Other issues will arise. Though people who stay healthy for longer would likely benefit the economy and would reduce burdens on the healthcare system, there may be a disparity between socioeconomic classes as the wealthy shell out for life extension (this is already the case, but the disparity may become more pronounced). And as humans live longer, brand new diseases could emerge. This isn’t a hypothetical problem: over the past century, during which rates of heart disease and strokes have dropped, Alzheimer’s has become more and more commonplace. “It’s highly unlikely that anyone during the Stone Age saw Alzheimer’s,” Lithgow says. But as people began to live longer, there was more time for particular physical problems to unfurl and accumulate. Our genomes likely have more surprises waiting for us.

But that’s no reason to stop, scientists argue. “Even if there are downsides, I don’t see that as an argument to not do [the research],” Kaeberlein says.

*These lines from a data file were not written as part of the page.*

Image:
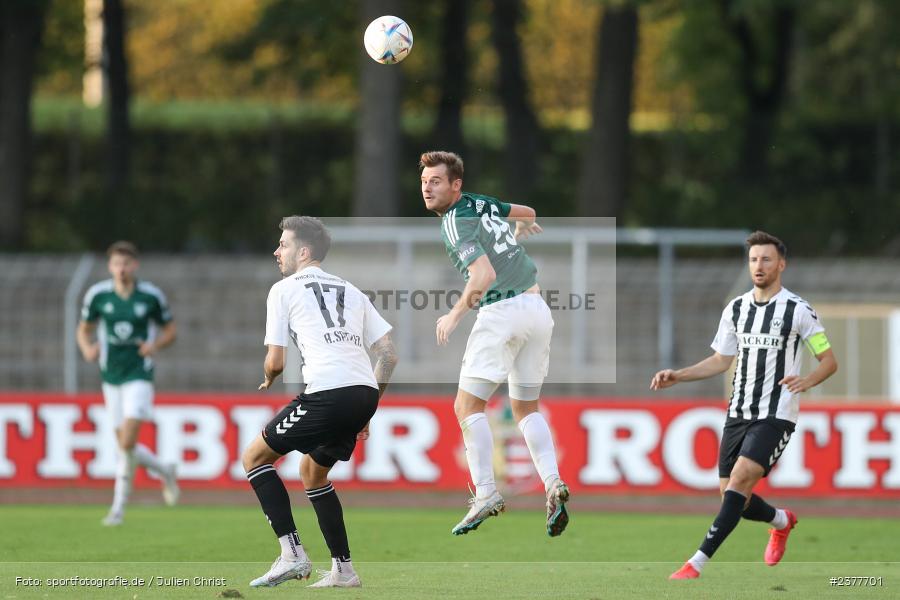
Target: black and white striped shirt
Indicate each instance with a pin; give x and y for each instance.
(766, 339)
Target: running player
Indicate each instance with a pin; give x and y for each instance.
(510, 340)
(129, 312)
(332, 323)
(763, 328)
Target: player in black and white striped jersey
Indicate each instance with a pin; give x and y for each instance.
(764, 329)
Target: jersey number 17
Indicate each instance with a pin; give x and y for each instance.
(320, 291)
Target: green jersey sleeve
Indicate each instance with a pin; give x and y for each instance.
(90, 309)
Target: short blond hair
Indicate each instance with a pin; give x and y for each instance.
(440, 157)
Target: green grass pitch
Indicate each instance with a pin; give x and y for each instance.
(404, 553)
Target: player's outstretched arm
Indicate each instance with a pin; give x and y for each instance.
(385, 361)
(481, 276)
(708, 367)
(272, 366)
(826, 368)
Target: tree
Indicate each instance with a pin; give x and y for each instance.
(119, 126)
(763, 78)
(376, 188)
(603, 184)
(522, 130)
(21, 25)
(454, 61)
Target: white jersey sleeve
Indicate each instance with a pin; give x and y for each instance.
(375, 325)
(725, 342)
(277, 323)
(808, 323)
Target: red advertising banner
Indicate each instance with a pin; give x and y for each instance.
(606, 446)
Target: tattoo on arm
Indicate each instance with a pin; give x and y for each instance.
(386, 360)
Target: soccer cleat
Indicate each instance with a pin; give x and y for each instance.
(171, 492)
(481, 509)
(557, 516)
(282, 570)
(687, 571)
(113, 519)
(778, 541)
(336, 578)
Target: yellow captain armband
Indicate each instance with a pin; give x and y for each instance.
(818, 343)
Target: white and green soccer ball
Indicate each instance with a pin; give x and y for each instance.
(388, 40)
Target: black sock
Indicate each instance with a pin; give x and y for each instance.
(331, 520)
(759, 510)
(273, 498)
(726, 520)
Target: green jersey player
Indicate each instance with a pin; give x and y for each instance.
(510, 340)
(118, 329)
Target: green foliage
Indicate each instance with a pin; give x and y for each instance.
(216, 176)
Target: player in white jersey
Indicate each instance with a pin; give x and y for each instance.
(333, 324)
(764, 328)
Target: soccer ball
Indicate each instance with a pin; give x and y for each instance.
(388, 40)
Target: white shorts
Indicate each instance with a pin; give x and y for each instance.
(510, 341)
(130, 400)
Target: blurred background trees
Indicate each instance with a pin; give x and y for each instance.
(776, 114)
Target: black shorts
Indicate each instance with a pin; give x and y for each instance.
(762, 441)
(324, 424)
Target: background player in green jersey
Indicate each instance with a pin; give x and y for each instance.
(510, 340)
(124, 322)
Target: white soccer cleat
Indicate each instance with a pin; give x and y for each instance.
(113, 519)
(557, 515)
(481, 509)
(336, 578)
(283, 570)
(171, 491)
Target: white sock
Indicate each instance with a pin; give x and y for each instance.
(291, 548)
(145, 458)
(124, 480)
(780, 520)
(479, 453)
(344, 567)
(698, 560)
(540, 443)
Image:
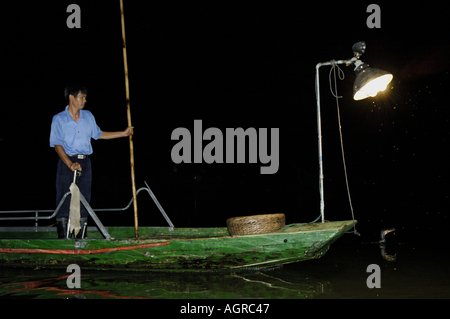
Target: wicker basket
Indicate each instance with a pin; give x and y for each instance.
(256, 224)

And it seems increasingly likely that some intervention or another will emerge to keep people healthy for longer. “20 years ago, I would have said [finding a way to extend the health span] had a .5 percent chance of working. It’s up to a 25 percent chance now, and every year it’s going up,” Kirkland says.

Just when such a treatment will be ready for broad use will depend on how quickly these shifts happen. But researchers are putting the pieces in place from scientific, regulatory, and social standpoints.

The real question, of course, is whether individuals are ready to live significantly longer, dying in worlds radically different from those into which they were born. Given humans’ perpetual desire to live forever, it seems unlikely that many would throw away such an opportunity. What we would actually do with it—and whether it would make us happy—is another matter entirely.

Correction: A previous version of this article mistakenly stated that Bill Maris is currently a Google employee. This has been corrected.